Iglesia de San Pedro (Teruel)

  La Iglesia de San Pedro es de una sola nave, con capillas laterales, ábside de siete lados con decoración de arcos mixtilíneos y un claustro de estilo mudéjar que no se ha conservado en su totalidad. Rodeando la nave y el ábside, el ándito, una construcción a modo de corredor característica de las iglesias medievales que en muchos casos eran utilizadas como fortalezas. La torre está decorada con ladrillo y cerámica vidriada, elementos característicos de la arquitectura mudéjar, muy popular en la ciudad aragonesa y su entorno.

 

  El actual mausoleo fue diseñado por el arquitecto Alejandro Cañada (1946) y constituye un espacio expositivo en el que se recrea la historia de Los Amantes con videos divulgativos, exposiciones, archivo y biblioteca. En 1955 se impulsó una campaña para recaudar fondos que ayudaran a la construcción de un mausoleo para las tumbas de Los Amantes, el escultor emeritense  Juan de Ávalos (1911-2006) visitó la ciudad y se interesó por el proyecto al ver el abandono en el que se encontraban las tumbas y decidió regalar a la ciudad de Teruel el conjunto escultórico.

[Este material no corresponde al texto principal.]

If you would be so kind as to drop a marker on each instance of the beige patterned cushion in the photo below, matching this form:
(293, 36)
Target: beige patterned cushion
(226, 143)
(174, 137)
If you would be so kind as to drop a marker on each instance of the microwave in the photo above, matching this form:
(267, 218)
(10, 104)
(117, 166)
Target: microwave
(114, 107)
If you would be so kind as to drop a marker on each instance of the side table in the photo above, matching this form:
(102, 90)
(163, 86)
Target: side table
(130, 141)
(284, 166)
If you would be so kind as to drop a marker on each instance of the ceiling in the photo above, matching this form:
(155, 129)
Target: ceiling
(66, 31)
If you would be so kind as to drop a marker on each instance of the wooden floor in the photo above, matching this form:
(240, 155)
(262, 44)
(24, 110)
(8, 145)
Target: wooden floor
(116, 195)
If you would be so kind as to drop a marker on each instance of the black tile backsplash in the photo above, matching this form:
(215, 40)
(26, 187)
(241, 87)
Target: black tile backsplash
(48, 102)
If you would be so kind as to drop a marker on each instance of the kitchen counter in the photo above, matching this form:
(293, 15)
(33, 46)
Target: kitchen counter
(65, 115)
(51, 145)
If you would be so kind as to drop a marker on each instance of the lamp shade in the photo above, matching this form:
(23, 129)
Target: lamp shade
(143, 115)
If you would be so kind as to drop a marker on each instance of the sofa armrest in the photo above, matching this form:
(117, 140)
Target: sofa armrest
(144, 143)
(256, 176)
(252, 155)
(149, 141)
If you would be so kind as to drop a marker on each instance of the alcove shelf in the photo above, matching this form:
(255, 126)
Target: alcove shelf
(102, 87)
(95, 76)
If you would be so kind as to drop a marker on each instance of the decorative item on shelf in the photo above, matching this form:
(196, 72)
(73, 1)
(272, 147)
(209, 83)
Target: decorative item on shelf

El sepulcro está realizado en alabastro y bronce con las figuras yacentes de los enamorados extendiendo sus brazos para coger sus manos aunque hay un detalle que no es apreciado por muchos: sus manos no llegan a unirse, como símbolo de un amor que no pudo llegar a  consumarse.

Sus manos no llegan a unirse

  Tanto  la iglesia, la torre como el mausoleo son gestionados actualmente por la Fundación Amantes de Teruel que fue creada para mantener viva la historia de los jóvenes amantes y difundir la historia y las tradiciones turolenses. 

 

  Un bonito conjunto en el que el visitante puede recrear ese amor verdadero, profundo e indestructible que quizás en esa otra vida Isabel y Juan puedan compartir uniendo esas manos que aquí anhelaban fundirse pero no se les permitió. Los Amantes de Teruel, unidos finalmente por la muerte.

 

 

Susana del Pino

Malagueña y amante del arte, una de las pasiones de mi vida. Me gusta la belleza, la armonía y quiero siempre la verdad. Me siento afortunada y agradecida por muchas cosas, entre ellas haber viajado y conocido otras culturas que me han aportado tanto. Italia me fascina, nunca me cansaré de visitarla, siempre que regreso siento que una parte de mí se queda allí.

La vida es una oportunidad maravillosa para aprender, conocer, soñar, compartir, sentir... y siempre amar.